Meet Ilias Iatropoulos, Open Sofia’s photographer

Why Sofia is a "rough diamond" full of beautiful contrasts

Written and photos by Ilias Iatropoulos, edited by Tamar Weisert.


I was born and raised in Greece by a Greek father and a Bulgarian mother. My curiosity about Bulgaria grew over the years, and in combination with my love of foreign languages ​​and cultures, I chose Balkan studies as my subject of study, focusing on Bulgaria.

While I was a student, I visited Sofia a few times, mainly for university conferences. After a year of Erasmus at Sofia University during the 2015-2016 academic year, I was determined to return. And so I did, after graduating from my school in Greece. Things upon my return to Bulgaria were quite different but no less exciting.

Sofia is a city of contradictions. New vs. old. Big and small at the same time. Quiet yet LOUD. Conservative, though sometimes extravagant. Grey as well as green. This set of contrasts appealed to me, and it only continued to grow on me over time.

Another positive about Sofia is the sense of freedom you get, like in any big city. Due to the fact the city is - as a dear friend of mine once said, a "rough diamond"- it's almost like it gives you a higher degree of independence to redefine yourself. A redefinition that happened to me was discovering my passion for photography and technology back in 2016's Sofia, thus altering my point of view for the future by 180 degrees.

Also parks, green space, and once again PARKS! As the son of a forest guard, I have a thing for nature and mountains.
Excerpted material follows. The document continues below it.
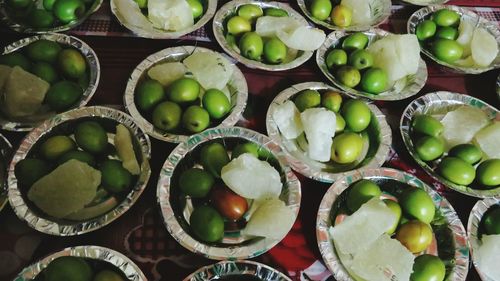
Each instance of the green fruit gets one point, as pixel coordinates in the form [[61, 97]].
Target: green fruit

In Sofia, not only do you have Vitosha practically within walking distance, there are quite a few places in the city that make you feel surrounded by nature.

It would be a total miss if I didn't mention that one of the main reasons for my moving here was the better economic conditions in Sofia. There were many job opportunities here for expats, combined with affordable pricing, at a time when Greece was in a deep recession. It is pretty ironic how things can change over a few decades, keeping in mind that my mother had come to Greece from Bulgaria in search of a better life.

It is no coincidence that many foreigners come here to live. The mix of old and new seems to attract people from different ethnicities and with different tastes. Combined with the affordable lifestyle, Sofia is an appealing life choice to people who are seeking a more laid-back routine without losing out on the perks of living in a capital city. And yet Bulgarians seem surprised by this. Some of them even take these things for granted.

Living in Sofia is a continuous work in progress. I find that somehow I am growing together with the constant changes happening to the city in recent years. It is bizarrely rewarding to live in another country in your early 20's and to feel like both a foreigner and a local at the same time.

Sofia also allowed me to become more active in a field I was always interested in - personal development - by being a volunteer at NGO Synergy Bulgaria for over a year now. Moreover, the fact that the city is located in the center of the Balkan peninsula sparked the idea behind several Balkan trips, which I captured in a series of photos for my personal photography project/Facebook page, called BalkanFaces.

Although I love Greece, I wouldn't consider moving back for numerous reasons, mostly because I enjoy the sense of independence here. I cannot say the same, though, about transferring to another country in the future. I feel like my goal of getting to know my second homeland is halfway complete, so from there onwards, who knows what new desires will prevail?

My piece of advice to a newcomer in Bulgaria? Be open. Be bold. And don't forget to spend some time with random babas - they are wiser than the wisest of monks.